- Na moje polecenie 2 września Ministerstwo Obrony oraz sztab generalny rozpoczęli proces demobilizacji. Chciałbym pogratulować wszystkim chłopakom, którzy teraz wracają do domu – oświadczył prezydent Ukrainy Petro Poroszenko w rozmowie z ukraińskimi mediami.

Ukraiński prezydent powiedział, że zmobilizowani podczas ostatniej fali żołnierze najpierw zostali skierowani do centrów szkoleniowych, a już po tym trafili na front i otrzymali odnowiony sprzęt. Dodał, że obecnie władze przeprowadzają masową demobilizację.

- Gratuluję wszystkim tym, którzy przez rok czekali na swoich ojców, mężów, synów i nareszcie zobaczą się z nimi. Jestem wdzięczny tym ukraińskim bohaterom, którzy wykonywali swój święty obowiązek, obronili Ukrainę – mówił Poroszenko. Zapewniał, że dziś Ukraina jest w stanie obronić swoją suwerenność i integralność terytorialną. – Ukraina ma jedną z najbardziej przygotowanych i patriotycznych armii na kontynencie – twierdzi.

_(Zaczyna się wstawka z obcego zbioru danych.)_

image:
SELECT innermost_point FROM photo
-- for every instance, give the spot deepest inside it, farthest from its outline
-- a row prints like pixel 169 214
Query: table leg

Kilka dni temu minister obrony Stepan Połtorak powiedział, że liczebność ukraińskich sił zbrojnych w ciągu roku zwiększyła się dwa razy. Jak twierdzi, dziś w armii służy nawet 280 tysięcy żołnierzy. – Mamy problem z budżetem, wyżywieniem, ale powinniśmy przecierpieć by Ukraińcy byli dumni ze swojej armii. By naszą armię szanowały inne kraje, a nie bali się jej – powiedział Połtorak.